3. Reduced Operational Costs
Similar to the way content creators can increase their revenue by cutting out the middleman, companies will be able to use more of their advertising dollars to reach potential customers rather than on paying the platform they are advertising on. (Basic Attention Token, on the Brave Browser, is already starting to address this issue).
This, in turn, will not only benefit marketers, but also the content creators and influencers they are paying to promote their brand message. Without having to go through a middleman like Google’s ad network — and by compensating in form of cryptocurrencies — advertisers could just work with creators and influencers directly and put more of the money in their pocket that would otherwise be split with third party platform providers.
The use of cryptocurrencies would make the payment process faster, more secure, and more global in nature since no international transaction fees would have to be deducted.
“Blockchain technology will erase the blurred line of doubt and make the merge easier for advertisers and publishers to join forces,” Simon Golestan, CEO of The Millennial Marketers, recently told AdWeek. “Speed, security, transparency and safety are necessary in such a competitive marketplace.
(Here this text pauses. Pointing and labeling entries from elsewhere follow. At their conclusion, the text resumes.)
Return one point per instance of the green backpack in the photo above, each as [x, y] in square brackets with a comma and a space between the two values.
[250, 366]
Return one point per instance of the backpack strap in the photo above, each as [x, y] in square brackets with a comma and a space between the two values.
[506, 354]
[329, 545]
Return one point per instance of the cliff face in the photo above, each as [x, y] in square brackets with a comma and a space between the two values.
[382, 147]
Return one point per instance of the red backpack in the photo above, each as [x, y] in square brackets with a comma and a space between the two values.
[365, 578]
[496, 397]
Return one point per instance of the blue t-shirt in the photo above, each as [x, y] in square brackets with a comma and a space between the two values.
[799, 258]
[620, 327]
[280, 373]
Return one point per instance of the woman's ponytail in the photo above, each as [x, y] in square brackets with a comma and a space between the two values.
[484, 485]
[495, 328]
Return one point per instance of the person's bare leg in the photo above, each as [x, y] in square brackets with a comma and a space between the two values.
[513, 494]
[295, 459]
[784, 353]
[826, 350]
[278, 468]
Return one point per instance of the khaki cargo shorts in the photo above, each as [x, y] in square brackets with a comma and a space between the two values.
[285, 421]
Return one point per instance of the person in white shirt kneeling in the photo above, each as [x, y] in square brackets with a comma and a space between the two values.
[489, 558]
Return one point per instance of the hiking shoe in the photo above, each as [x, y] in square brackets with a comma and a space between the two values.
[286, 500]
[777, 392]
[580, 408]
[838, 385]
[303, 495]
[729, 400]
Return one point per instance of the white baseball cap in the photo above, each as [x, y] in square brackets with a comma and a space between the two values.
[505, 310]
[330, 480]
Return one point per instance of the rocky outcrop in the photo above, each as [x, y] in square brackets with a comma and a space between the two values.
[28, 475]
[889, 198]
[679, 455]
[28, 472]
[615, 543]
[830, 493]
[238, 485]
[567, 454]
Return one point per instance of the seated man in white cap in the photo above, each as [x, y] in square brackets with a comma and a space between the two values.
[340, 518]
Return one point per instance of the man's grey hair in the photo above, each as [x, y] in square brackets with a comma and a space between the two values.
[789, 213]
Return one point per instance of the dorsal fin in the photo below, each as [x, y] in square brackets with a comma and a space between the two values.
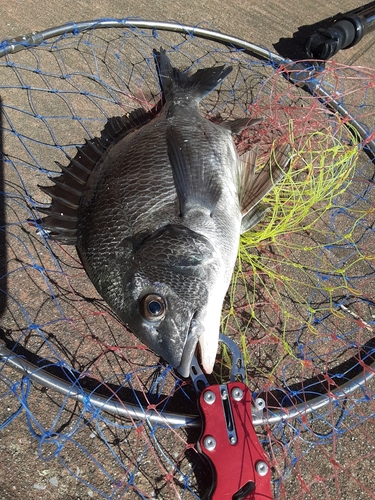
[68, 188]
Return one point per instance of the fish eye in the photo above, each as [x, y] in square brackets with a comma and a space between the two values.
[152, 307]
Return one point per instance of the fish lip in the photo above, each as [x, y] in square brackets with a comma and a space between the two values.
[189, 349]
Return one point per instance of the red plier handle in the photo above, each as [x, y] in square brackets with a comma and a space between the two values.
[228, 437]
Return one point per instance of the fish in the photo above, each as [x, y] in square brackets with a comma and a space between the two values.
[156, 206]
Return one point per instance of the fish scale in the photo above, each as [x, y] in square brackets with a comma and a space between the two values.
[156, 207]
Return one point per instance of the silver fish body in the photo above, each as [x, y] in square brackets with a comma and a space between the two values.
[160, 215]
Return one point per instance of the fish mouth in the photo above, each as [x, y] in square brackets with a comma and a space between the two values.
[189, 349]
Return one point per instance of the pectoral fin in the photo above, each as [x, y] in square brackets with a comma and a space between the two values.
[196, 185]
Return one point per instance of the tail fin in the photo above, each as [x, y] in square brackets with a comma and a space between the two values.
[201, 83]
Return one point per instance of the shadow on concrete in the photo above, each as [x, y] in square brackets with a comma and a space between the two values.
[3, 260]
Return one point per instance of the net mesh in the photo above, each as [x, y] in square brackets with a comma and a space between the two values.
[301, 303]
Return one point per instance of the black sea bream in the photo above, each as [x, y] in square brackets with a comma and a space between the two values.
[156, 207]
Blockchain will open more doors for brands and influencers worldwide to create exposure, engross consumers and increase sales.”
In conclusion, blockchain technology benefits both sides of the social media equation — consumers and companies. The unprecedented transparency and control of personal data has the potential to establish a new world order in which users and advertisers can work hand in hand while fraudulent information, such as fake news and bot users, can be eradicated.
Now the only question is, will the already existing social networks transition to this model, or will new, blockchain–based networks disrupt and take over the social media landscape as we know it? Only time will tell.